Second, the bill continues, for a comparable period, the package of so-called Medicare extenders: a hodge podge of policies that boost payments in rural areas, suspend caps on certain benefits and other otherwise sunsetting policies that each have their niche constituencies. Many of these items have been reauthorized by Congress for over 15 years.

Third, the bill includes some new policies that put out fires of their own, or effectuate high priority programs for well-placed Members of Congress. These include:

  • An additional six month extension of the Two Midnights Rule, which drew a bright line distinction between presumptive inpatient and outpatient hospital stays but has created significant confusion and objections among many hospitals;
  • A one-year delay of ICD-10 implementation, to October 1, 2015 (this is the second time Congress has acted to delay ICD-10);
  • Elimination of the ACA cap on deductibles for employer-sponsored health plans; and
  • Two provisions aiming to improve mental health services, including the Excellence in Mental Health Act that, among other things, improves funding for community mental health centers.

Woah, some of you are saying. Dial back to that 2nd bullet. While the transition to ICD-10 has been controversial since it was first proposed in 2005, just last month CMS Administrator Tavenner said there would be no more delays (last year, the Administration voluntarily delayed the program from 2013 to 2014).

Healthcare providers have been battening down the hatches and preparing for this colossal transition from ICD-9 and its 14,000 codes to ICD-10 and its 69,000. Word on the street is that the provision was included primarily to earn cred with specialty physician groups, whose support for the bill was in question for concern about other provisions (see the bullet re: misvalued – aka overvalued – codes below).

Turns out, the specialty doc associations by and large opposed the bill anyway, and the healthcare sector is now left grappling with this unexpected turn.

Moving on.
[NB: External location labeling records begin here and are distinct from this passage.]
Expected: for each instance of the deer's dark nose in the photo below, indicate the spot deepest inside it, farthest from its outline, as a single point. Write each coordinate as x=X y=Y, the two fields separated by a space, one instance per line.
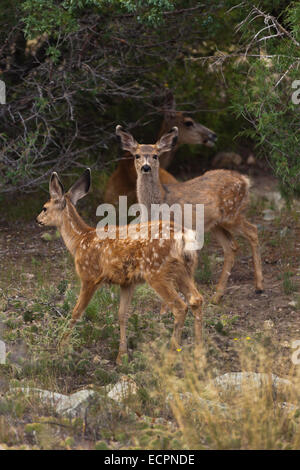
x=146 y=168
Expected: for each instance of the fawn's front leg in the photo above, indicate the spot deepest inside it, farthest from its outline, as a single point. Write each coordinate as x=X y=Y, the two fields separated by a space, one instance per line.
x=86 y=292
x=126 y=293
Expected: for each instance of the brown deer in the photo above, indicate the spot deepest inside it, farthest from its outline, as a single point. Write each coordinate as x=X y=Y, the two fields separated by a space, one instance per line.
x=166 y=264
x=224 y=194
x=123 y=180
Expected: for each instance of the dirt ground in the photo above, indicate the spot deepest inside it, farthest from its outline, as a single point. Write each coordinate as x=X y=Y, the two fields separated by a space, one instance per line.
x=274 y=313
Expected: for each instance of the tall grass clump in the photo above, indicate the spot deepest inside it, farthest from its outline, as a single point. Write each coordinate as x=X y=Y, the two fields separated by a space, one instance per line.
x=252 y=410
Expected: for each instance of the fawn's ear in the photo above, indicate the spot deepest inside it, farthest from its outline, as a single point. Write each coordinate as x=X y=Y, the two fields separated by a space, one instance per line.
x=56 y=188
x=81 y=187
x=168 y=141
x=169 y=107
x=127 y=141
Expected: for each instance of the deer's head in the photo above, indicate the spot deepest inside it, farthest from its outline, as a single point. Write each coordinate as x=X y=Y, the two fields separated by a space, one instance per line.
x=189 y=131
x=146 y=157
x=53 y=210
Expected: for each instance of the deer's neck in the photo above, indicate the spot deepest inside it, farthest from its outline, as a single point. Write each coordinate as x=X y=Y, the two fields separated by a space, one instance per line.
x=149 y=189
x=72 y=228
x=166 y=158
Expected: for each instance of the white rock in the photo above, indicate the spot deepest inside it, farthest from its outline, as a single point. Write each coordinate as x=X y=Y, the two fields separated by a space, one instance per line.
x=235 y=381
x=2 y=352
x=268 y=215
x=65 y=405
x=121 y=390
x=268 y=324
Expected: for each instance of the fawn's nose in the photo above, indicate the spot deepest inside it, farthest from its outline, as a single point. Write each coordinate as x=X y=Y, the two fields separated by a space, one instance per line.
x=146 y=168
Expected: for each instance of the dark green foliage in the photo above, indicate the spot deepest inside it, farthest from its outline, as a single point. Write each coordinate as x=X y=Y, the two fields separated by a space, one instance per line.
x=94 y=63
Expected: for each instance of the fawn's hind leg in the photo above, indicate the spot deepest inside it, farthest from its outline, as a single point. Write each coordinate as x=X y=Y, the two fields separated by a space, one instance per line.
x=170 y=297
x=249 y=231
x=229 y=245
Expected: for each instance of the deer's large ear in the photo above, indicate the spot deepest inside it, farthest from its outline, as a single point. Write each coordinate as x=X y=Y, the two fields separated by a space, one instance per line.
x=127 y=141
x=81 y=187
x=56 y=188
x=168 y=141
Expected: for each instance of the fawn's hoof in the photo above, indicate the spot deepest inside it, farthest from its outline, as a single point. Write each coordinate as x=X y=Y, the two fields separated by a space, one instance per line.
x=119 y=360
x=163 y=310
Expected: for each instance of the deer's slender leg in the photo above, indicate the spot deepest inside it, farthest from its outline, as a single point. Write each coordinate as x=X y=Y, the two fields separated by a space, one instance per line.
x=170 y=297
x=229 y=246
x=126 y=293
x=86 y=292
x=249 y=231
x=195 y=301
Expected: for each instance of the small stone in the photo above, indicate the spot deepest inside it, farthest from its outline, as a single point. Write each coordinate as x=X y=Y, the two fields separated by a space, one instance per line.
x=268 y=324
x=28 y=275
x=46 y=237
x=268 y=215
x=251 y=160
x=123 y=389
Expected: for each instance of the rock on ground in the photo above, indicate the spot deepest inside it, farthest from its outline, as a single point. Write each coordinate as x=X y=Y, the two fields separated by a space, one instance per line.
x=2 y=352
x=71 y=406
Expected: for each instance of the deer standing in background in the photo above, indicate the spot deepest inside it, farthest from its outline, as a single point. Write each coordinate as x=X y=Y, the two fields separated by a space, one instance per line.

Last, but certainly not least, the doc fix includes pay-fors that fund the ~$20 billion cost of the package. While no one likes to get cut, it’s fair to say that most of these items have attracted at least some support from the sectors they impact, easing their pathway to passage:

  • Value-based purchasing for skilled nursing facilities, with  savings equating to 0.6% of payments ‘locked in’ to the program;
  • Cuts to clinical laboratory payments to more closely align them with commercial rates, which have historically trailed Medicare reimbursement considerably;
  • Delay of the inclusion of oral drugs in the bundled payment system for dialysis providers, with some additional cuts to providers that are offset by relief from rebasing policies included in the ATRA;
  • Cuts to physicians and hospitals that use older CT equipment and appropriate use criteria for advanced diagnostic imaging services;
  • Expanded authority and new requirements for CMS to cut overvalued codes under the physician fee schedule;
  • Extension of the ACA Medicaid DSH policy into 2024 (this one will likely be used into perpetuity as the budget window rolls into each new year); and
  • Rejiggering of the Medicare sequester to create more savings in 2024, while redeeming some ‘banked’ savings from the last sequester extension.

So there you have it. My previous posts have cataloged the slow, painful demise of the permanent SGR repeal and reform effort. Suffice it to say that, at least, Congress has made considerable progress in designing a new system to replace the old. It will now sit on a shelf until there is ever the will to agree on the substantial cuts necessary to pay for it.